Metalist – Sampdoria
A distanza di poco meno di due anni la Sampdoria si ritrova contro gli ucraini del Metalist Kharkiv. L’obiettivo è la vendetta per la sorprendente eliminazione subita ai sedicesimi di Coppa Uefa nel 2009. Il fresco nazionale ucraino Denys Oleynik decide l’andata al Ferraris nel recupero del primo tempo, mentre al ritorno il centrocampista Valyayev e il brasiliano Jaja chiudono i conti sempre nella prima frazione.
Napoli – Liverpool
Il Napoli torna ad affrontare una squadra inglese a più di 40 anni di distanza dall’ultima volta. Gli unici due precedenti risalgono infatti agli anni Sessanta, in Coppa delle Fiere. Nel gennaio del 1967 viene travolto per 3-0 dal Burnley in Inghilterra, per poi non andare oltre lo 0-0 al ritorno. Un po’ meglio due anni dopo col Leeds. Sempre sconfitto in trasferta, 2-0 con doppietta di Jack Charlton, stavolta riesce a rimediare al San Paolo grazie a Sala e Juliano. Niente rigori al tempo e il sorteggio premia gli inglesi.

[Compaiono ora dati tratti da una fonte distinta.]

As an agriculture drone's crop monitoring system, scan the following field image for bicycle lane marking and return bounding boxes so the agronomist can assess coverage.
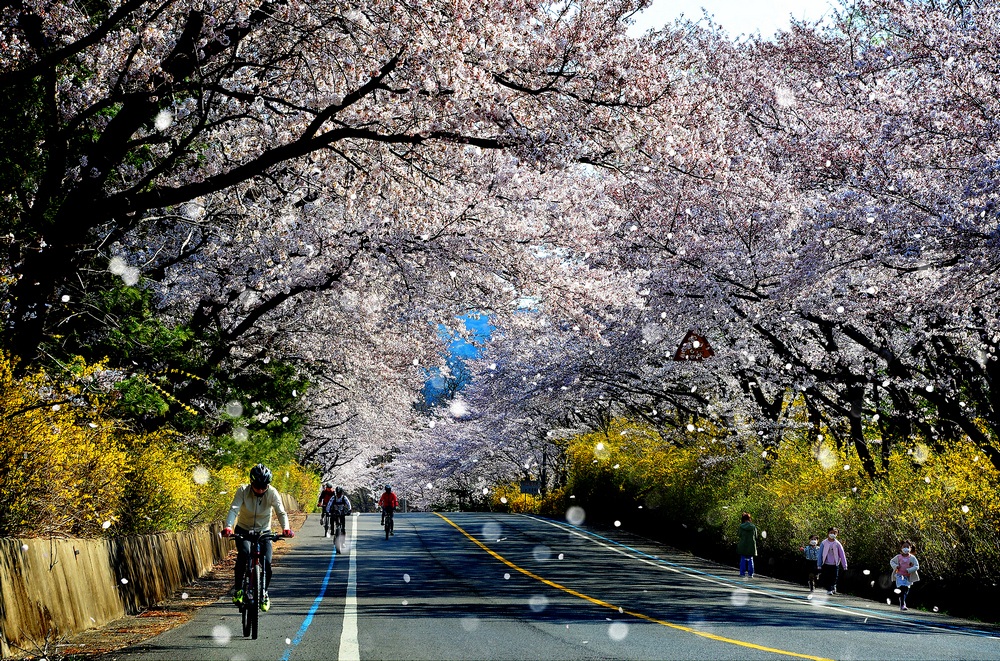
[434,512,830,661]
[281,526,342,661]
[521,514,997,639]
[337,516,361,661]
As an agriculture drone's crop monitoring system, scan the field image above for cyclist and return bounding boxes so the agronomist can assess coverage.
[316,482,333,528]
[222,464,295,611]
[326,487,351,541]
[378,484,399,535]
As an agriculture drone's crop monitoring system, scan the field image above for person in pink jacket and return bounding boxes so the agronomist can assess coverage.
[816,527,847,594]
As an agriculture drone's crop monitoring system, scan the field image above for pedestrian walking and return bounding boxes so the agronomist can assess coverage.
[889,539,920,611]
[801,535,820,592]
[736,512,757,578]
[816,527,847,594]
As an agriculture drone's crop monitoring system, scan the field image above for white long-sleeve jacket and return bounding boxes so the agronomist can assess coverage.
[226,484,288,530]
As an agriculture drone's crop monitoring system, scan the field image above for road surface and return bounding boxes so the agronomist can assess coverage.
[101,513,1000,661]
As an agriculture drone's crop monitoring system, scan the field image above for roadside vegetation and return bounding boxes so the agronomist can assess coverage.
[0,356,319,537]
[480,405,1000,621]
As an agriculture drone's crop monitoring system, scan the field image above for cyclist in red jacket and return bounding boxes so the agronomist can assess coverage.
[378,484,399,535]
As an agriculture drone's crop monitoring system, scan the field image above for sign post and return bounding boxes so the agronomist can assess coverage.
[521,480,542,511]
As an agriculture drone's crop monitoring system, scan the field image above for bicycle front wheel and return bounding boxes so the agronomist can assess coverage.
[247,564,264,640]
[240,575,251,637]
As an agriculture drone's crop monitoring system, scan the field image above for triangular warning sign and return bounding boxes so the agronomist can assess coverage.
[674,331,715,360]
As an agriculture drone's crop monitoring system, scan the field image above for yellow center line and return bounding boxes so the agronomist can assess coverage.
[435,512,830,661]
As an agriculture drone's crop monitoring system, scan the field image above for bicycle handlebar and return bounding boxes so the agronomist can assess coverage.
[231,532,287,543]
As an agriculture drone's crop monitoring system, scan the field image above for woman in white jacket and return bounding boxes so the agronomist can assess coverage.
[222,464,295,611]
[889,539,920,611]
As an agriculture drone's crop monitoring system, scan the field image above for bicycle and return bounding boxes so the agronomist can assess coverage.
[233,530,284,640]
[384,509,393,539]
[330,512,347,553]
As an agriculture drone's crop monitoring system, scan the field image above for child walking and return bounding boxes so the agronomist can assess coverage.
[816,526,847,594]
[736,512,757,578]
[889,539,920,611]
[802,535,820,592]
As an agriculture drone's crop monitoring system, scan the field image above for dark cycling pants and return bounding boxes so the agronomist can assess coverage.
[233,526,273,590]
[326,512,347,535]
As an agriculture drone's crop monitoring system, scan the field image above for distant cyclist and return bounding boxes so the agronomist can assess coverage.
[222,464,295,611]
[316,482,333,528]
[326,487,351,534]
[378,484,399,535]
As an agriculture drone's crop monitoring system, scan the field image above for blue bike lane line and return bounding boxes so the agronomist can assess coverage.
[281,517,344,661]
[521,514,1000,640]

Decisamente più ricco il capitolo dei precedenti tra Liverpool e squadre italiane. Su dodici confronti i Reds hanno avuto la meglio sette volte contro cinque eliminazioni. Le sfide più importanti sono ovviamente le quattro finali di Coppa dei Campioni/Champions League. Tutte sfide memorabili, dal successo ai rigori all’Olimpico contro la Roma alla sconfitta subita dalla Juventus nella tragica notte dell’Heysel. Fino alla doppia sfida col Milan, con la beffa di Istanbul del 2005 e la vendetta rossonera firmata Inzaghi di due anni dopo.